A meses ya de pasar de pólvora a ceniza, como
el país en sí, aún tendría fuerzas y valentía para afrontar la sinrazón que se
llegara hasta su propio reino –la universidad- para contestar a un discurso
delirante de pemán y Millán astray que “España
es un manicomio suelto. Bolchevismo y fascismo son las dos formas –cóncava y
convexa- de una misma y sola enfermedad mental colectiva. Y días después,
ya por escrito: “Nada hay peor que el
maridaje de la dementalidad de cuartel con la de sacristía. Y luego la lepra
espiritual de España, el resentimiento, la envidia, el odio a la inteligencia”.
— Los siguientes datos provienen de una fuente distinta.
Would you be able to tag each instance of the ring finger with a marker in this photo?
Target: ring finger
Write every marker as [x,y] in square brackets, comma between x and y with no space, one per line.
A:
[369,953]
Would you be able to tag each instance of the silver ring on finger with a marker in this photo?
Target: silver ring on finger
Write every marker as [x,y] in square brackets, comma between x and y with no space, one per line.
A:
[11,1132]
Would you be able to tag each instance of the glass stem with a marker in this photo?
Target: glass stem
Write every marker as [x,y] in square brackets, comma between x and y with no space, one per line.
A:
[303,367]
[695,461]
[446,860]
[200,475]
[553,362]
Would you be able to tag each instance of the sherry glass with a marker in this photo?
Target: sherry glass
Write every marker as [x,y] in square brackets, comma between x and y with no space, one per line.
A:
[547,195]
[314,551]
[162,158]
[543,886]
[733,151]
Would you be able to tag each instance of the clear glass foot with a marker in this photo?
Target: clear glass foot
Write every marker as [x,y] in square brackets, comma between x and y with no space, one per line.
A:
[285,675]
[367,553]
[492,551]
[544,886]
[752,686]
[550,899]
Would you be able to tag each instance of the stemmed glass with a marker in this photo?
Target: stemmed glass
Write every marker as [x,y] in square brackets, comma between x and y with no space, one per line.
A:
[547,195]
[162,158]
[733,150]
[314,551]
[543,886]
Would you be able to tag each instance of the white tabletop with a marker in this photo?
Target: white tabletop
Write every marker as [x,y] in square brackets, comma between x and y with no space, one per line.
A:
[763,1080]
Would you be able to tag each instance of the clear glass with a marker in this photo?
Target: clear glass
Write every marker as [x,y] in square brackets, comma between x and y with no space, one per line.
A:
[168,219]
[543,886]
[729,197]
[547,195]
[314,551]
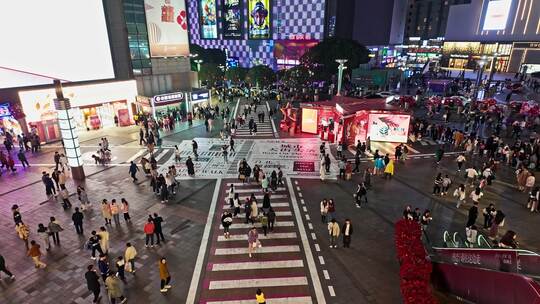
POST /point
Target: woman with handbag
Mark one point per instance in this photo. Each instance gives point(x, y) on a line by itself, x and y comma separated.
point(253, 241)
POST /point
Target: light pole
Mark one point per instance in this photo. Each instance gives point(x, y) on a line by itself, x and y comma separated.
point(481, 63)
point(198, 62)
point(341, 67)
point(70, 138)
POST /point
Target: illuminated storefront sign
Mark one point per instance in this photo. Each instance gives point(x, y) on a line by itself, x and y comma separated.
point(309, 120)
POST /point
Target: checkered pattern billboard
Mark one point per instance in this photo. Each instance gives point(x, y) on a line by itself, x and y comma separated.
point(289, 18)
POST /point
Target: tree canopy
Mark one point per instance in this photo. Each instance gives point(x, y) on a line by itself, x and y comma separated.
point(321, 59)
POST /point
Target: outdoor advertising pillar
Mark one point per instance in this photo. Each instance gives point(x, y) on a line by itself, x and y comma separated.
point(69, 133)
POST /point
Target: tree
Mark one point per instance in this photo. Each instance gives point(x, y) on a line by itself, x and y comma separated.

Se pasea por festivales estos días la película
de Manuel Manchón -La isla del viento- que narra a Unamuno, hombre isla por
excelencia, encarnado por un magnífico José Luis Gómez, durante su exilio en
Fuerteventura en el que pasó unos meses antes de exiliarse en Francia mientras
el régimen de primo de rivera agotaba su tiempo. Allí, rodeado de mar y sencillez
forzosa, acaso engendrara las líneas que iban a aflorar diez años después -“La mar tiene sus galernas; pero su fondo,
sus honduras, siempre inmutables… y así el pueblo. Sus revueltas –a las que los
pedantes de la política llaman revoluciones, hasta cuando no lo son – le dejan
intacto el seno de sus honduras”.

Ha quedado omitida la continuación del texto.